Jan 04 2022 04:17 PM
My colleague and I are attempting to use XLOOKUP to search an array of values for two variables and return a third, rounded up to the next largest value. The formula we came up with for this is:
=XLOOKUP(A2&B2,Table!$C$2:$C$241&Table!$D$2:$D$241,Table!$A$2:$A$241,,1)
It looks for the value in cell A2 in the range Table!C2:C241 and then searches for the value in B2 in the range Table!D2:D241. I believe both of these should be looking for an exact match (which will work every time for the A2 value) or rounding up to the next highest value (which will usually be the case for the B2 value).

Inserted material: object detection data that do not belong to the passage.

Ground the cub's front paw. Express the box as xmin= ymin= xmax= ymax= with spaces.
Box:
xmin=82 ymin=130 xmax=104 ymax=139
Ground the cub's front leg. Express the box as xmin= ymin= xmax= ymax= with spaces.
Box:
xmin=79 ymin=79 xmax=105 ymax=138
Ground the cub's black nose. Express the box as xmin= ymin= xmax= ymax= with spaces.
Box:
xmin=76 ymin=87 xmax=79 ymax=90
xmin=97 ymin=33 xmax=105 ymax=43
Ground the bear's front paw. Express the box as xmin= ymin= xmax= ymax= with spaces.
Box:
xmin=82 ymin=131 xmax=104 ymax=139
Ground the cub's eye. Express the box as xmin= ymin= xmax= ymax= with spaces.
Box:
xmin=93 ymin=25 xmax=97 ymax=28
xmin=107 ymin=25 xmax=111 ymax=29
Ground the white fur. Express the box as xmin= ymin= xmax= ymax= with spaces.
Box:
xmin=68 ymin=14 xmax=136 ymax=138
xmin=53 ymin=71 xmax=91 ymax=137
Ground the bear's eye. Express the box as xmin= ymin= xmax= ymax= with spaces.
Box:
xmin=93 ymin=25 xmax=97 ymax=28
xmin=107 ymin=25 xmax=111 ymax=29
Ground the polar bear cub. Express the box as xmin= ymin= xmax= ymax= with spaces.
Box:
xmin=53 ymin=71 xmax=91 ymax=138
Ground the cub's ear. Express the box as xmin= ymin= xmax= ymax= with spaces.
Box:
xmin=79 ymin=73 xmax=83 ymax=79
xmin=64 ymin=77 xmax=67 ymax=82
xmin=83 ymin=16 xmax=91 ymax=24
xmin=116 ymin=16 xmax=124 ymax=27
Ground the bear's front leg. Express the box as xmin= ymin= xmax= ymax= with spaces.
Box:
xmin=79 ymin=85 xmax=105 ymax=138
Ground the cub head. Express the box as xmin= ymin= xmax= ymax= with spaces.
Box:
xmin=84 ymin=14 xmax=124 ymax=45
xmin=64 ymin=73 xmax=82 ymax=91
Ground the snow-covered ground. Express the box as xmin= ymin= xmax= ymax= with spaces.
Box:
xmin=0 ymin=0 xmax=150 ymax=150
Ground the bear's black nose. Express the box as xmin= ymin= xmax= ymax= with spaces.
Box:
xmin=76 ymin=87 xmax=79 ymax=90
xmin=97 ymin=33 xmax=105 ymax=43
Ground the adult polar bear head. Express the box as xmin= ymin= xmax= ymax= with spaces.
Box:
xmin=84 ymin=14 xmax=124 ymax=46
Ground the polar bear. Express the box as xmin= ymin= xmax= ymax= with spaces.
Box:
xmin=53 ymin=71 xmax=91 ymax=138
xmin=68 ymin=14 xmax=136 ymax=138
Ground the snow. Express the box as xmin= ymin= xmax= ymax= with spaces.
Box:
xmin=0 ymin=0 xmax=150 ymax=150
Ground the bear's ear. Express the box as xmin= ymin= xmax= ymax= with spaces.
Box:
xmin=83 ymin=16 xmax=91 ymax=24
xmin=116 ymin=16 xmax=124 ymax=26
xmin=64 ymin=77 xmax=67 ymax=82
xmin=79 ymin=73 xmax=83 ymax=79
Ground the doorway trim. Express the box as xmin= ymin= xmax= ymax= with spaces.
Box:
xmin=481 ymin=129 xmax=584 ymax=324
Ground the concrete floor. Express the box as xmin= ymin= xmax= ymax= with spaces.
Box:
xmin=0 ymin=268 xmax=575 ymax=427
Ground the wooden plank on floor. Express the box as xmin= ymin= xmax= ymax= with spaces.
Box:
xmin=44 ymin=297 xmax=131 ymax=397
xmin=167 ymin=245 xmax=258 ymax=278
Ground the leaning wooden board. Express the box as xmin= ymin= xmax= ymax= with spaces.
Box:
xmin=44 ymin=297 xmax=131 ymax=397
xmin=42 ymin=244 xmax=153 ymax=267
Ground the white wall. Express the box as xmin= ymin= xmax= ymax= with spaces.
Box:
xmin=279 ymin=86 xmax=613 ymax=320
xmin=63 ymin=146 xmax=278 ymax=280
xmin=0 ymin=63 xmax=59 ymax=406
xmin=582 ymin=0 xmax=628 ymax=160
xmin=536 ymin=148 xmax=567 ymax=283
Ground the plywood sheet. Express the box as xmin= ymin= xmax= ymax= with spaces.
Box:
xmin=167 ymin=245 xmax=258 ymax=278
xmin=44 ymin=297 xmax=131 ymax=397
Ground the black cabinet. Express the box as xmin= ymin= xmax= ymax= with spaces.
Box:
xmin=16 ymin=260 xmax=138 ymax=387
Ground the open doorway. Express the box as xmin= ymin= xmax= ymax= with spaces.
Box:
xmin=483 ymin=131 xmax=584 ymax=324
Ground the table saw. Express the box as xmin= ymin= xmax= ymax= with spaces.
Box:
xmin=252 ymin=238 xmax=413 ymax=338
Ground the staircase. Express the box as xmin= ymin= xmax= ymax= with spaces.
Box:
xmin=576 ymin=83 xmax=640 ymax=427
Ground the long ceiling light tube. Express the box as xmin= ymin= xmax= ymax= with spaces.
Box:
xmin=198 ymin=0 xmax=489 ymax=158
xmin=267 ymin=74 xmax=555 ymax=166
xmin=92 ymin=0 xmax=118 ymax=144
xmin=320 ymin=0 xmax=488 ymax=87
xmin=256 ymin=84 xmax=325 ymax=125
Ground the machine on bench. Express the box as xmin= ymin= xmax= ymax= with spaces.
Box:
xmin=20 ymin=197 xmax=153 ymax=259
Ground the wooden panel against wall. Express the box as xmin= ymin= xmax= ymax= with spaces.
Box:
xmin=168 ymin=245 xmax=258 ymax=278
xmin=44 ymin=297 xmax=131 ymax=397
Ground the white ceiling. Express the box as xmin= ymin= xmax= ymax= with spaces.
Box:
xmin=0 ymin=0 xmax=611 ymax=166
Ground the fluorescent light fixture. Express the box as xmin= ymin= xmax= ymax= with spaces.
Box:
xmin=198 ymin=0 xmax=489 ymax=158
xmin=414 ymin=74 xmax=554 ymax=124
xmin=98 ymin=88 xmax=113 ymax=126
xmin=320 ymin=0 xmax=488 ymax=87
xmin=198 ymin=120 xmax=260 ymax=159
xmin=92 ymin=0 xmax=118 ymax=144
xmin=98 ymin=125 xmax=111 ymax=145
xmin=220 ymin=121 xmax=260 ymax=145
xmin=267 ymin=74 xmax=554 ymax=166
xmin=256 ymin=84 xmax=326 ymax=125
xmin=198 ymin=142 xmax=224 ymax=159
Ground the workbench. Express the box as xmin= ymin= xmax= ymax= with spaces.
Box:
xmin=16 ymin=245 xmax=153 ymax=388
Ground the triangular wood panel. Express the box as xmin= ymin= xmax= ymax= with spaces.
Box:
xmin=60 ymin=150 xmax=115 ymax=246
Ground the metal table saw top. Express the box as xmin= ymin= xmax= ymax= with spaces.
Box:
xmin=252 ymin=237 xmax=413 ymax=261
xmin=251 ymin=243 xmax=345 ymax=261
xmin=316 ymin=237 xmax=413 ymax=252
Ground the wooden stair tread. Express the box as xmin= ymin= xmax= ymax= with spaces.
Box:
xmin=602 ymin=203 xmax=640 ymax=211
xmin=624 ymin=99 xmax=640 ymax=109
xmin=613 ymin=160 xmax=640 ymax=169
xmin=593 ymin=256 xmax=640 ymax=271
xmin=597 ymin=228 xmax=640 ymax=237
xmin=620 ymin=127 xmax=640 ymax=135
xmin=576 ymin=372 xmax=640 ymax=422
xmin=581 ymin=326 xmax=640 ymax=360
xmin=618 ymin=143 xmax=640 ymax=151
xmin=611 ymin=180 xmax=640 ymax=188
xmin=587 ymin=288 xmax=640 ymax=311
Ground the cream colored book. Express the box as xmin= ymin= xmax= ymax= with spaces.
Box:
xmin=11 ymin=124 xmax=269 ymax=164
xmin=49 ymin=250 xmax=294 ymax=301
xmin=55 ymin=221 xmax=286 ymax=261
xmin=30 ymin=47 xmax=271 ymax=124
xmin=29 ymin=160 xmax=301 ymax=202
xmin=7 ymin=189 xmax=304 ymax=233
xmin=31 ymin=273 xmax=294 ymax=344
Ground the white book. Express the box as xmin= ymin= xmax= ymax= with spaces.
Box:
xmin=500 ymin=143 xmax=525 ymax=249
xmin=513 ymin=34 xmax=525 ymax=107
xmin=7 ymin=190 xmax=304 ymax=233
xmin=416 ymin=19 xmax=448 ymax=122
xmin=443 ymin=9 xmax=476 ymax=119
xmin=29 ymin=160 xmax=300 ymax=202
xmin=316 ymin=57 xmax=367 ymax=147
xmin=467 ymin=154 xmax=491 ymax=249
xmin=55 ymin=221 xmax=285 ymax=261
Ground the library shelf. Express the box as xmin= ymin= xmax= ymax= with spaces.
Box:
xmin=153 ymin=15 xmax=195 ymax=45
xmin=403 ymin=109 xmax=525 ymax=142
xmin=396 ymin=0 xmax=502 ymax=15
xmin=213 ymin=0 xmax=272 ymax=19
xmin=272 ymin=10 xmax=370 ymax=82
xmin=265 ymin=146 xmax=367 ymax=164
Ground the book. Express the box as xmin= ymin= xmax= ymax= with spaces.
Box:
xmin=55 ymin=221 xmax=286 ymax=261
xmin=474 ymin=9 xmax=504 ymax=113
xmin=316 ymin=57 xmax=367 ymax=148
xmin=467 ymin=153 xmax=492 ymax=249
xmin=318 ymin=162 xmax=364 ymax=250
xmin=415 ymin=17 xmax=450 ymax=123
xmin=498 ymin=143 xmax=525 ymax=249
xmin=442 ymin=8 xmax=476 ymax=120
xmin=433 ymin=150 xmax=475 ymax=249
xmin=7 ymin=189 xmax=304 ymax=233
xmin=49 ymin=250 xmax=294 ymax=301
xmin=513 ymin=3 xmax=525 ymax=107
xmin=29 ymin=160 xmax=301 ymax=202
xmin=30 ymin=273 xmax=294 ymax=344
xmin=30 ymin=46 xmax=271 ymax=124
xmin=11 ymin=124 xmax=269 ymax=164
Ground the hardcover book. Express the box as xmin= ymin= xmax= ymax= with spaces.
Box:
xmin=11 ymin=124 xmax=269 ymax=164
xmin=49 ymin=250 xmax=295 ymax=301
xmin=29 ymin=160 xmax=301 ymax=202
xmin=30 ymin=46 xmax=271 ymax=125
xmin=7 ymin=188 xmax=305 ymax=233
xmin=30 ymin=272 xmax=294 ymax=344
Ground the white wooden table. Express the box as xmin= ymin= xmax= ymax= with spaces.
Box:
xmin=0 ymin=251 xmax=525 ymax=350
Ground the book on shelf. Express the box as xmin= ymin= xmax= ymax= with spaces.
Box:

This formula works great most of the time, but when it encounters the need to round across a new tens place digit it seems to loop back. For instance, if asked to find 18.21 in the 15.5 section, it should return the value corresponding to the next highest value (20.72), instead it returns the value corresponding to 2.05. It's as though when increasing the value of the tens place in the rounding function there's a missing 0 placeholder and it reverts the correct number (2) to the ones place and finds that.
This is all being done on Windows 10 PCs using Office 365 Apps for enterprise. I'd gladly upload the document, it's not large, but there appears to be no functionality for that.
Jan 04 2022 10:58 PM
Solution@Noel-T Not sure that what you see as correct results are in fact correct, though merely a coincidence. When you use A2&B2, you are concatenating the two numbers into a text. So, if A2 contains the number 10.5 and B2 contains 18.21, XLOOKUP will look for the text "10.518.21" in the texts concatenated from C2:C24 & D2:D24. Hence, you are no longer working with numbers.
Jan 05 2022 06:29 AM - edited Jan 05 2022 06:47 AM
@Riny_van_Eekelen Thank you very much. I was afraid that something was happening with the multiple lookup variable, but I couldn't figure out what it might be. You've confirmed that the multiple variable lookup isn't working like we thought.
Since xlookup works fine when looking at a single variable, I wonder if there is a way to make it do what we're trying.
*edit
I spoke with my colleague and it turns out there's more data that may backup our original assertion. If we divide the B and Table!D column values by 1000 (any number that moves all the numbers to the right of the decimal eg. 18.21 becomes 0.01821 and the next highest value becomes 0.02072) our formula works as intended, selecting the appropriate corresponding A column values. We've tested this with a range of variables and it is working perfectly. Would this not suggest that the problem actually lies in the transition between values in the tens place?
Jan 05 2022 07:12 AM
@Noel-T would need the file to see what you are trying to do. If you can't upload it in the regular view, try sending it to me via a direct message.
Jan 04 2022 10:58 PM
Solution@Noel-T Not sure that what you see as correct results are in fact correct, though merely a coincidence. When you use A2&B2, you are concatenating the two numbers into a text. So, if A2 contains the number 10.5 and B2 contains 18.21, XLOOKUP will look for the text "10.518.21" in the texts concatenated from C2:C24 & D2:D24. Hence, you are no longer working with numbers.